The two latter options work with transform() if I want to add this new column to the original dataframe.
I don’t know how to include the first one with a transform().
These are very small tables so the performance is affected by factors not related to summation.
In DataFrames.jl 1.3 that will be released soon (it is held back the release of Julia 1.7) the fastest option, especially for wide and large tables will be transform(df, AsTable(:) => ByRow(sum)).
For the time being an easy (i.e. IMO natural for someone knowing how things in Julia Base work), and reasonably fast option is df.sum = sum(eachcol(df)).
Also note that .=> is in this case the same as => the . does not do anything in this situation.
In fact my initial question wasn’t about speed but to know if there are other differences or disadvantages. For example if the returned object is more or less useful (dataframes vs other things) for additional operations.
The first option, not using ByRow, doesn’t produce the expected output if we have missings. I guess we will have similar problems with other functions.
And another question,
How can I run more complex functions inside the ByRow()?

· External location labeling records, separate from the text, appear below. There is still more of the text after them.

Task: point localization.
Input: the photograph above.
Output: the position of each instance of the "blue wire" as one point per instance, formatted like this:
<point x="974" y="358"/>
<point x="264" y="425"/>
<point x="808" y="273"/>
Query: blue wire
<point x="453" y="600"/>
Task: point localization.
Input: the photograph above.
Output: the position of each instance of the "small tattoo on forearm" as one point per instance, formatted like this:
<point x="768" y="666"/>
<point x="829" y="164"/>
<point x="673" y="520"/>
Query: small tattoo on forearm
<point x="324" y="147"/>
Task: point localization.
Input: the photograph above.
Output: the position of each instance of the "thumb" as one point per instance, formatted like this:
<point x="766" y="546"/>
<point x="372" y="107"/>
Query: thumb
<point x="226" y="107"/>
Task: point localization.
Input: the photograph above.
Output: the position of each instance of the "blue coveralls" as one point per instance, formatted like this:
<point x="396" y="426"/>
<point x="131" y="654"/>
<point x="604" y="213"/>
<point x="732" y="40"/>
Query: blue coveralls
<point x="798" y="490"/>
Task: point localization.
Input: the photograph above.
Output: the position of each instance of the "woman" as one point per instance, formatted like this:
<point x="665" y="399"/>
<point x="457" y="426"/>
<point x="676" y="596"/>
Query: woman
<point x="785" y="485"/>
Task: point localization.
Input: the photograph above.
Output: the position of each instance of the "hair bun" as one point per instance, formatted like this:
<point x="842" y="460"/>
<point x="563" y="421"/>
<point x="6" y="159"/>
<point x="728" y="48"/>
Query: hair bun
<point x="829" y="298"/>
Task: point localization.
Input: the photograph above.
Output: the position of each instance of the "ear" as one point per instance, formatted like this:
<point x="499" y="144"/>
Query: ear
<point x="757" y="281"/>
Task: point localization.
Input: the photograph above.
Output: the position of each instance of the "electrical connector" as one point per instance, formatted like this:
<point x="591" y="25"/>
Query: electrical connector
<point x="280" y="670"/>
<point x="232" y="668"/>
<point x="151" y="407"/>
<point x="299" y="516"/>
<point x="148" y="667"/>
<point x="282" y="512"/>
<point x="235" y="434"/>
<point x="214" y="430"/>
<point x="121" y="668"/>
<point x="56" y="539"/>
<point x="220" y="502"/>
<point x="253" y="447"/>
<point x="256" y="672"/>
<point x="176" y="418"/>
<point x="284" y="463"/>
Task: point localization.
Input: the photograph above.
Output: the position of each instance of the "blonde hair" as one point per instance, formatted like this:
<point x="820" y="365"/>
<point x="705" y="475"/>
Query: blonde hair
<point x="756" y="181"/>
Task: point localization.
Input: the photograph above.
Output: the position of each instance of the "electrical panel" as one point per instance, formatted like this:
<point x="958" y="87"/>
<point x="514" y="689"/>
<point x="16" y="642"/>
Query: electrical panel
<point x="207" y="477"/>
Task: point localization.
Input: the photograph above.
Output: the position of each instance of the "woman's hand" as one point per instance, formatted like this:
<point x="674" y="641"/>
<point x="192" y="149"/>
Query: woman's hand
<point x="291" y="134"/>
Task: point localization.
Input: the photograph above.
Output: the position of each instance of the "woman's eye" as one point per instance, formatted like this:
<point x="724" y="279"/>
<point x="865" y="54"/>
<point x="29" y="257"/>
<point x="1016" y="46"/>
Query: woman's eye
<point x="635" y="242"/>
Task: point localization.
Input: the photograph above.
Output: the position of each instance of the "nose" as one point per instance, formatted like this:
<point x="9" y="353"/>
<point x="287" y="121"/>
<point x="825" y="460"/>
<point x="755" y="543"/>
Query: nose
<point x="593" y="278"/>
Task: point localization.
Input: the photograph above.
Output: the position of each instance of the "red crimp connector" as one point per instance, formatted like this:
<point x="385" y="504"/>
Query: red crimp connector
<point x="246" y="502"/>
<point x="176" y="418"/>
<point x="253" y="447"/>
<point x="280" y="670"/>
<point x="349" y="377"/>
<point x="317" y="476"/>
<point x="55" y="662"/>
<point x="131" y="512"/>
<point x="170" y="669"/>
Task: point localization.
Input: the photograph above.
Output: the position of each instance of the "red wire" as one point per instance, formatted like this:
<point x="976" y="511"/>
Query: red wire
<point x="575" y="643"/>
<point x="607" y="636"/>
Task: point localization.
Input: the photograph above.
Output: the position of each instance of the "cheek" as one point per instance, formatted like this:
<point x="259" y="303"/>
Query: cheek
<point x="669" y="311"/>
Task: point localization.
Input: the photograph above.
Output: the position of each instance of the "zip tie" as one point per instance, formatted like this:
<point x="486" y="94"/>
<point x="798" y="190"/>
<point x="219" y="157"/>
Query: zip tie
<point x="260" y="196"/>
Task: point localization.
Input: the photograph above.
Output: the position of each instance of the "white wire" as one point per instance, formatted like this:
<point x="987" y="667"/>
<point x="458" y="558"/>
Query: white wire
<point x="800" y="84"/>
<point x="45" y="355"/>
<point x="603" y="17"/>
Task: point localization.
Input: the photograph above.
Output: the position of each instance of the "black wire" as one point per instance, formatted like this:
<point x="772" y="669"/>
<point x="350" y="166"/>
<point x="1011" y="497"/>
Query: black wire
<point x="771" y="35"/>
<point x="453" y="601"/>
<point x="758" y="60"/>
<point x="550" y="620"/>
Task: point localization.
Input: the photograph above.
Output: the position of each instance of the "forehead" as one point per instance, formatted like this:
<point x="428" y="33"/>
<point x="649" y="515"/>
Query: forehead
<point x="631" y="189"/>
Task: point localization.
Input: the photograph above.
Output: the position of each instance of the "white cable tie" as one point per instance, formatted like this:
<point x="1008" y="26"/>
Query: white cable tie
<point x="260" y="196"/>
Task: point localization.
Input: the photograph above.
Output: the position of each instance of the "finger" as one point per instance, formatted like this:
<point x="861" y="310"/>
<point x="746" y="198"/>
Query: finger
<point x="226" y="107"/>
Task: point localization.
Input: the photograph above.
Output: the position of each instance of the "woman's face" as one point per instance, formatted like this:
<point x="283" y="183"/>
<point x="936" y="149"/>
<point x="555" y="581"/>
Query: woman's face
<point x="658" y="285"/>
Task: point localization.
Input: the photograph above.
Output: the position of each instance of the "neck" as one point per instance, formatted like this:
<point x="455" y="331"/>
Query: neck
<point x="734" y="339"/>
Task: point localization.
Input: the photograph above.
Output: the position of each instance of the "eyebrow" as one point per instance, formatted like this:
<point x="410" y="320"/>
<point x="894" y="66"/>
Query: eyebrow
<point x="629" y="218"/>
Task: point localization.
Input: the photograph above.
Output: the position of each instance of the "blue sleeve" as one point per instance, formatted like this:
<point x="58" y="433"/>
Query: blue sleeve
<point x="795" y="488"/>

this fails but not because of DataFrames.jl but because of Julia Base and in general it is incorrect as there is no sum in your expression. You have to write:
In general I would recommend to handle functions like x -> sum(v -> v^2, x) not as anonymous but rather predefine them - as using a lot of anonymous functions can lead to not very readable code (it is like a decision whether one should write one long one line expression or rather define variables to store intermediate values even if they are discarded later).